In 2011, Kyle McDonald visited two Apple Stores in Manhattan and installed some software that would take selfies of people using the shiny, shiny toys and upload them to his (now defunct) Tumblr. Kyle was later awoken by the Secret Service and had his computers confiscated. However, his work was prescient. We stare dumbly at our screens without acknowledging the camera inches from our heads.
“We have this expression on our face [when we use computers] that basically says that we’re not interacting with anybody, we’re interacting with the machine.”
– Kyle McDonald (Cult of Mac)
For a vomit-inducing example look at Howard Stern of fast-talk radio, he jerks off with his iPad.
“I jerk off with my iPad and I’ve been reading about how they’re using these cameras in the computers to spy on people. Well guess what I do: I put a piece of tape over it when Im [sic] jerking off.”

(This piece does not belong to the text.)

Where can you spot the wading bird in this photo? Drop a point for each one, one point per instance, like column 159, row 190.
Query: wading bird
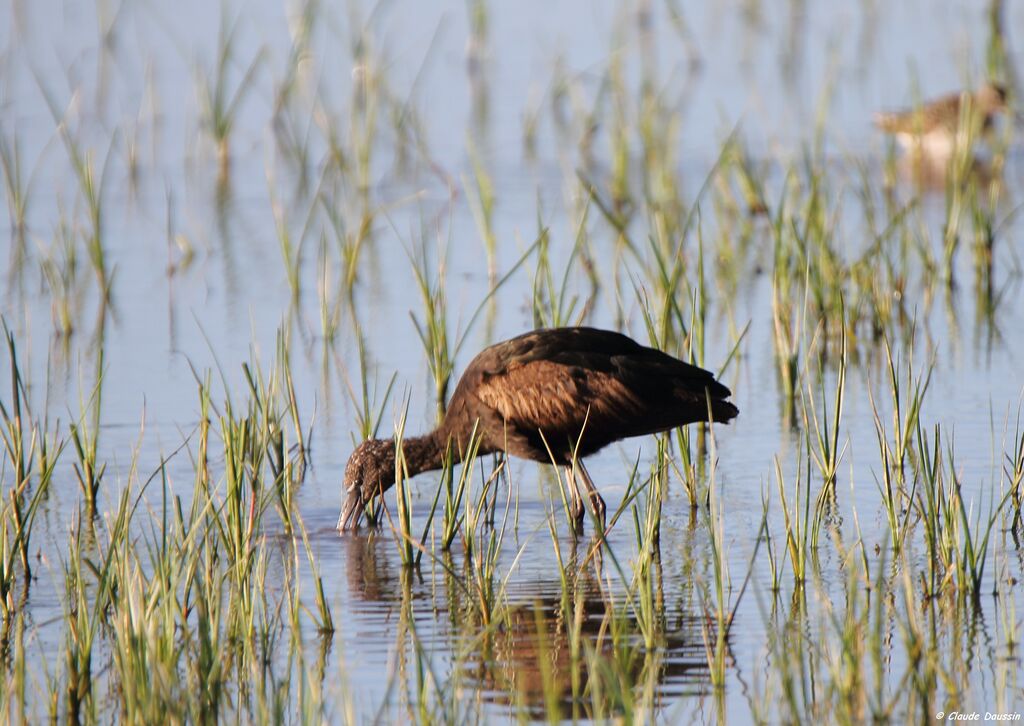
column 550, row 395
column 934, row 131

– Howard Stern’s epitaph (Inverse)
Now that we all have that image rattling around our brains forever, what are we going to do about it? A dunk in a sensory deprivation chamber might buff it out, or just hours of kitten videos, but it will always be there. Somewhere. But the other “it”, the Panopticon in the room, has another solution.
Michael Sorrentino, who used to be a TV news person, learned about the camera-thing a few years ago too. In response, he launched the EyePatch (or iPatch if you’re still doing that). It’s a lens cap built into a case. However, it also cleans your glass, making it appeal to the ‘phonetographers’. That’s not what we’re calling them by the way. I think Instagrammer is the correct nomenclature.
Unless your camera is covered, its always on.